I libri di storia di solito non ne parlano, ma tra il Seicento e il Settecento ci fu un problema scientifico che interessò tutti i più grandi scienziati dell’epoca (Galilei, Cassini, Huygens, Newton, Halley e via dicendo); un problema scientifico che veniva discusso sui giornali e nei parlamenti; un problema scientifico citato perfino nei Viaggi di Gulliver; un problema scientifico per la cui risoluzione venne istituito un premio in denaro corrispondente a vari milioni di euro attuali; un problema scientifico che aveva ripercussioni politiche ed economiche enormi.

Il problema era quello di determinare con precisione la longitudine.

Lo so, lo so: non vi ricordate più la differenza tra latitudine e longitudine. Provvedo a rinfrescarvi la memoria.   

La latitudine è la linea dei paralleli che cingono la terra con cerchi di lunghezza variabile, il più grande dei quali è all’equatore. La longitudine invece è la linea dei meridiani che annodano la terra con tanti cerchi della stessa grandezza che convergono tutti ai poli.

La questione è complessa perché se il grado zero dei paralleli di latitudine è fissato dalle leggi di natura, il grado zero del meridiano di longitudine è invece variabile. Detto in altri termini: sapere se si è a nord o a sud dell’equatore (e di quanto) non è mai stato un problema. Sapere invece quanto si è a est o a ovest rispetto a un punto fisso non è così semplice. Anzi, in alto mare è stato impossibile determinarlo con certezza fino quasi all’Ottocento.

E allora come si faceva a navigare fino all’Ottocento? Si navigava a occhio, a giornate, seguendo certe correnti conosciute, seguendo rotte tortuose che passavano però per isole intermedie note e via dicendo. Ciò aveva però inevitabili conseguenze.

In primo luogo i pirati sapevano bene dove eri obbligato a passare per via delle correnti o delle isole intermedie. In secondo luogo seguire il metodo delle correnti e delle isole intermedie talvolta costringeva a compiere tragitti lunghissimi, e pertanto solo alcuni viaggi si sostenevano dal punto di vista economico. E infine, navigando in modo così poco scientifico, era sempre possibile credere di trovarsi in certo posto mentre si era in un altro. E in questi casi le conseguenze potevano essere nefaste.

Rimase per esempio celebre il caso verificatosi nel 1707 quando quattro navi britanniche si infransero sugli scogli presso le isole Scilly, vicino alla punta sudoccidentale dell’Inghilterra, e duemila marinai persero la vita. Anche a seguito di tale sciagura il Parlamento inglese emanò nel 1714 il famoso Longitude Act che stanziò un enorme premio (20.000 sterline dell’epoca) per chi avesse risolto il problema della longitudine con uno scarto di mezzo grado, e istituì una speciale commissione di eminenti studiosi incaricata di vagliare le proposte.

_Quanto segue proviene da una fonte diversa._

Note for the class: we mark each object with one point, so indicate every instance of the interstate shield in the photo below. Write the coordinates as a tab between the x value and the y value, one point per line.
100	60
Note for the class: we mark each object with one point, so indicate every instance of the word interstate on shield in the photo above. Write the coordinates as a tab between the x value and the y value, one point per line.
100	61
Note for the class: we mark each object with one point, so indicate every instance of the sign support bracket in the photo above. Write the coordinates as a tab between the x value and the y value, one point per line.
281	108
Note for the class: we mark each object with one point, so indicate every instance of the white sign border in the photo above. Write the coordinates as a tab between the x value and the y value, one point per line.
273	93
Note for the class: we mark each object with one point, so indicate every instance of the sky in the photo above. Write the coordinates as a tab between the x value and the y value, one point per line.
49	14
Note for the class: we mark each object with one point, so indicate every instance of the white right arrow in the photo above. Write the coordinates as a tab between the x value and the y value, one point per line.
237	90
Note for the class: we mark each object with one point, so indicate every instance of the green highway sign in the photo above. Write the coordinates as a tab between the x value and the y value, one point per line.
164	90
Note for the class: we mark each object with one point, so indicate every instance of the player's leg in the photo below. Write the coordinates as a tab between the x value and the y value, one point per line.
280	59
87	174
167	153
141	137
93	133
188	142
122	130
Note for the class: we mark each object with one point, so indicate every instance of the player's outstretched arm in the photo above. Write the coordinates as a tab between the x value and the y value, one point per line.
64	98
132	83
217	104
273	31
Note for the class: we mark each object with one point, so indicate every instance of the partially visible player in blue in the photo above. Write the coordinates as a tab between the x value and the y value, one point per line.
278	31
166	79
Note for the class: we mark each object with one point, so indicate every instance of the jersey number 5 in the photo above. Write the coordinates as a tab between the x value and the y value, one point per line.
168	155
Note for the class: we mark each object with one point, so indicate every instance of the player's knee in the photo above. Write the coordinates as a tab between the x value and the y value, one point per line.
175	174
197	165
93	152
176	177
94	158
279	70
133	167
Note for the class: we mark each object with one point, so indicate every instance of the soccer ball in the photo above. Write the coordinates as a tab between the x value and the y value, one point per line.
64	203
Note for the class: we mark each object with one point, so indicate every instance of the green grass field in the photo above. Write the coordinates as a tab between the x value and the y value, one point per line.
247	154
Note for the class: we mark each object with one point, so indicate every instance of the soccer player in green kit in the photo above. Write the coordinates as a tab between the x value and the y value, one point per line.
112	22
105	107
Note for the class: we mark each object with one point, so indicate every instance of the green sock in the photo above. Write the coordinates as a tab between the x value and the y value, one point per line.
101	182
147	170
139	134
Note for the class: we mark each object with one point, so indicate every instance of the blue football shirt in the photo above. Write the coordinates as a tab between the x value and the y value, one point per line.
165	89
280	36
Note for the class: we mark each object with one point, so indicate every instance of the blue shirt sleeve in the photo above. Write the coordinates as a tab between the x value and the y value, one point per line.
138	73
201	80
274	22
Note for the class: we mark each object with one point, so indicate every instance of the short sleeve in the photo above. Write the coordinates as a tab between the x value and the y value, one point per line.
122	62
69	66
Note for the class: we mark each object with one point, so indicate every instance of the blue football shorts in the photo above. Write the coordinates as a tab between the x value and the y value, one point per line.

Come capita sempre nelle grandi imprese scientifiche, e penso per esempio a quando si fecero le prime ricerche per mandare l’uomo sulla Luna, per una sorta di serendipity mentre si cerca una cosa se ne trovano altre, comunque interessanti. Negli anni successivi alla sua costituzione, la commissione si trovò quindi a valutare sia scoperte che oggi sarebbero considerate ciascuna degna del premio Nobel – la velocità della luce, il peso della Terra, la distanza tra pianeti – sia progetti che, pur interessanti, tuttavia non risolvevano il problema: come migliorare il timone delle navi, come rendere potabile l’acqua a bordo, vele speciali da tempesta e via dicendo.

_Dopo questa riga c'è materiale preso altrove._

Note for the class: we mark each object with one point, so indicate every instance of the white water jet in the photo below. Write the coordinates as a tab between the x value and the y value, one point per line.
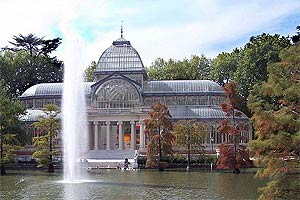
74	118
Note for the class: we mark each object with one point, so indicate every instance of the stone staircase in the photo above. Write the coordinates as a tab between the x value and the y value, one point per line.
108	158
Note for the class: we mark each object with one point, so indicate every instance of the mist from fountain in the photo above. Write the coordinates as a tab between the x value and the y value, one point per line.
74	118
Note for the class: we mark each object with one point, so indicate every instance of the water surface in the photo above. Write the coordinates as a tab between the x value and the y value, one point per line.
144	184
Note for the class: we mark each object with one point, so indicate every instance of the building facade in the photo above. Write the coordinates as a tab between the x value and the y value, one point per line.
119	99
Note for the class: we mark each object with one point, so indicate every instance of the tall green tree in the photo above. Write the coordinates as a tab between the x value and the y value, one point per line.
224	66
10	110
159	126
189	134
276	115
254	57
48	127
29	62
188	69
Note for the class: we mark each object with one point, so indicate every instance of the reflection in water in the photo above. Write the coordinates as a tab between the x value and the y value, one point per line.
144	184
73	191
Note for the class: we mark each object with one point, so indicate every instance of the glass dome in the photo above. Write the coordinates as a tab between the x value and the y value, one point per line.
121	56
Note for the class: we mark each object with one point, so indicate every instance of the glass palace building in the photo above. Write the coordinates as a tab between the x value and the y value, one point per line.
119	99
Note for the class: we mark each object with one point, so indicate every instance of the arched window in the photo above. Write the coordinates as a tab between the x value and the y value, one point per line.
116	93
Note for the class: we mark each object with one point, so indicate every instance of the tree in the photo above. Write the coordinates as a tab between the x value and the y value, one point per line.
159	126
89	72
252	66
188	69
224	67
276	115
232	155
296	38
10	110
189	135
48	127
28	63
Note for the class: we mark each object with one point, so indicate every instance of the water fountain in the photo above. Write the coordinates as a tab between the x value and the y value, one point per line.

Inoltre, come accade quando una questione scientifica diviene di dominio pubblico, provarono a farsi avanti per risolverla anche i non scienziati. Un po’ come è accaduto, tanto per fare un esempio dei nostri giorni, nel 1989 quando è stata annunciata e poi smentita la scoperta della fusione nucleare fredda e gli uffici brevetti italiani nelle settimane successive vennero contattati da decine di persone che sostenevano di essere riusciti ad ottenerla in cucina con un frullatore o cose del genere. Nel caso della longitudine si fecero avanti veri e propri pazzi (che presentarono progetti per macchine a moto perpetuo, per la quadratura del cerchio e per il calcolo preciso del pi greco), ma anche meno pazzi, le cui proposte trovarono talvolta spazio perfino sulle colonne dei quotidiani e in pamphlet.

Tra i primi si fecero per esempio avanti alcuni sostenitori della polvere simpatica: un misterioso prodotto che, si diceva, guarisse a distanza se applicato a un oggetto della persona malata. Costoro proposero dunque di inviare a bordo delle navi dei cani feriti mentre a terra le bende di questi cani venivano strofinate con la polvere simpatica ogni giorno a mezzogiorno preciso in modo tale che a bordo delle navi sapessero che ora fosse sulla costa. Ogni commento appare superfluo.

Tra i secondi ci fu chi propose di produrre suoni da certi punti di riferimento a ore fisse. Anche questa soluzione si dimostrò impraticabile. Il suono non si propaga in modo uniforme e soprattutto è lento. In pratica non si sarebbe comunque capito quanto una nave era distante dal punto di riferimento. Si ipotizzò allora, per ovviare a questo problema, di fare segnali luminosi a certe ore della notte, ma la portata sarebbe stata comunque modesta. Si ipotizzò allora, per ovviare a quest’altro problema, di sparare in aria, a duemila metri di altezza, delle specie di fuochi di artificio. Poi ci si accorse che queste ipotesi comportavano problemi tecnici di difficile soluzione (per esempio: come ancorare una nave nell’oceano dove il fondale era profondo 6000 metri?) e che soprattutto comportavano costi esorbitanti visto che prevedevano la costruzione e il mantenimento di un’intera flotta di navi.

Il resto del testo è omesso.